Lamar's new president, Jaime Taylor, speaks to faculty and staff at an introductory gathering, June17, in the Price Auditorium. UP photo by Olivia Malick
Lamar's new president, Jaime Taylor, speaks to faculty and staff at an introductory gathering, June 17, in the Price Auditorium. UP photo by Olivia Malick

Lamar University announced that Jaime Taylor would succeed Kenneth Evans as the university’s 16th president at an introductory gathering with faculty and staff, June 17, in the Price Auditorium of the Herman Iles Building at the John Gray Center.

Taylor was previously named the sole finalist in the university’s presidential search by Texas State University System Chancellor Brian McCall, June 8.

Taylor, who was introduced as a champion for faculty, staff and student success, discussed why he wanted to join the Lamar community. 

“My background in higher education started as a faculty member of physics,” he said. “I was going to be a researcher — I thought I was going to go and work in military applications. I ended up teaching and what I fell in love with was working with students.”

Taylor, a first-generation college graduate, said he didn’t know he wanted to be a teacher until he started doing it.

“When you interact with students, particularly at the undergraduate level, they’re coming in out of high school — they really don’t know what they want to do with their life,” he said. “You basically take them from being a young adult to an adult, and seeing that change going from freshmen to seniors is just everything.”

The transformation undergraduates go through in college is what motivates Taylor, he said.

“The best time I had in higher education was being either a chair or a faculty member,” he said.

Since 2018, Taylor has served as provost and senior vice president for academic affairs at Marshall University in West Virginia. He previously served as interim provost and vice president for academic affairs at Austin Peay State University in Tennessee where he was also dean of the College of Science and Mathematics.

His job as interim provost at Austin Peay State University was not something he initially desired to do, Taylor said. The university’s president at the time, however, changed his viewpoint.

“The entire campus culture revolved around who was the president,” he said. “We had a particularly outstanding president for about seven years and the campus culture was amazing. And things got accomplished because of that culture.”

Taylor said improving faculty morale is key to improving student success, something he is looking forward to doing at Lamar.

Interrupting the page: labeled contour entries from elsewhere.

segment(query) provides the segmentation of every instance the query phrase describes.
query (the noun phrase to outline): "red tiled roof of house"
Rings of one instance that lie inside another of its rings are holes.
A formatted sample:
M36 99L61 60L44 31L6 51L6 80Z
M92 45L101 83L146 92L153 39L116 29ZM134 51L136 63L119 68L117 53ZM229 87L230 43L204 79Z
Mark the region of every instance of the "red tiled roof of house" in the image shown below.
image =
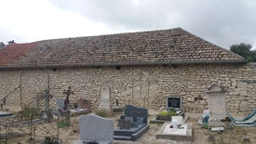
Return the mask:
M13 48L14 46L16 48ZM8 57L2 58L6 55L5 52L7 52ZM26 54L22 55L24 53ZM238 63L246 62L246 59L181 28L175 28L9 45L0 51L0 68L3 69L3 67Z

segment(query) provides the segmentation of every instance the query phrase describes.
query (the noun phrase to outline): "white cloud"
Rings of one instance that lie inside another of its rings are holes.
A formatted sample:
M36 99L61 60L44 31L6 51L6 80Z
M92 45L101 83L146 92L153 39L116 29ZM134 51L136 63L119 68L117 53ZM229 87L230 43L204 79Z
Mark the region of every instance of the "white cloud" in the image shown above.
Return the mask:
M0 18L4 20L0 30L11 33L13 39L15 35L22 36L19 39L21 41L36 41L115 32L79 13L56 7L48 1L8 0L1 1L1 6Z
M0 0L0 41L20 42L182 27L229 48L256 47L251 0Z

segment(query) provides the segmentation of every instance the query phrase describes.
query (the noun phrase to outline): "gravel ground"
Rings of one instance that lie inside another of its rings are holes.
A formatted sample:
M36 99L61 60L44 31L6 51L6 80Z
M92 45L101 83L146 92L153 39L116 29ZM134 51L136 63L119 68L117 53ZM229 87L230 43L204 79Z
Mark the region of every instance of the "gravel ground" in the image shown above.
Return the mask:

“If faculty are happy, if they want to be involved, they will do all the things that you need to do to help with students,” he said.

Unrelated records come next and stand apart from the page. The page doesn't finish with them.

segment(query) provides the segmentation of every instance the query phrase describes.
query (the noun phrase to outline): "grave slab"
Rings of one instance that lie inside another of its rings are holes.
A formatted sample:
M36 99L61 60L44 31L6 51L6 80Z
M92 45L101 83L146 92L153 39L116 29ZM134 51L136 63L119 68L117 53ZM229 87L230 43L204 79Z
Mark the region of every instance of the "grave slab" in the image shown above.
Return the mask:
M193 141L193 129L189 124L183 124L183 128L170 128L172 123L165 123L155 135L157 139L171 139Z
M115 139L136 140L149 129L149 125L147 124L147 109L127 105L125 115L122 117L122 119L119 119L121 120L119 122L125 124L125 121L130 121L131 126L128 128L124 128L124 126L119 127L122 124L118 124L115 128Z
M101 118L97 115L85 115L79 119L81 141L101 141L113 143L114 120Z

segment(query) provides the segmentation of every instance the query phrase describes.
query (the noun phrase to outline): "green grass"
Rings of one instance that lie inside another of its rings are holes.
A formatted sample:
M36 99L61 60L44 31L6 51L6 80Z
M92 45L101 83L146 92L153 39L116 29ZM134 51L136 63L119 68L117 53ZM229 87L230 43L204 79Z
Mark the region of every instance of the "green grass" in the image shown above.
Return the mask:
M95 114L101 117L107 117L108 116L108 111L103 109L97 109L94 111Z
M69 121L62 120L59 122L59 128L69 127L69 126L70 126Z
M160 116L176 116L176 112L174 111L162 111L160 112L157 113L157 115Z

Taylor speaks with Tilisa Thibodeaux, dean of the Reaud Honors College and TALH program, June 17, at a meet and greet with faculty and staff in the Herman Iles Building of the John Gray Center. UP photo by Olivia Malick
Taylor speaks with Tilisa Thibodeaux, dean of the Reaud Honors College and TALH program, June 17, at a meet and greet with faculty and staff in the Herman Iles Building of the John Gray Center. UP photo by Olivia Malick

Taylor said he wanted to create a culture like that on a campus. He looked to Lamar and was intrigued by its strategic plan, he said.

“When you look at your strategic plan, it is student centered,” he said. “Of the five pillars, the first three are all focused on students — one on student success, and the next one, which really got me excited, is what happened to students when they graduate.”

Taylor said stackable credentials ensure that students find jobs after they graduate regardless of the degree they earned.

His experience as a physics chair taught him how to help students build upon their liberal arts degrees, because it can be difficult to get a job with a bachelor’s in a discipline like physics, he said.

Taylor said right now he’s in the learning stages — learning about Lamar, its history, and its surrounding community, but he’s excited about what the future holds.

“I’m blown away by the beauty of the campus and the way it looks,” he said. “It just seems like things are primed for some incredible things to happen.”

There was no official date given as to when Taylor is supposed to start his tenure, but it is expected to begin in summer.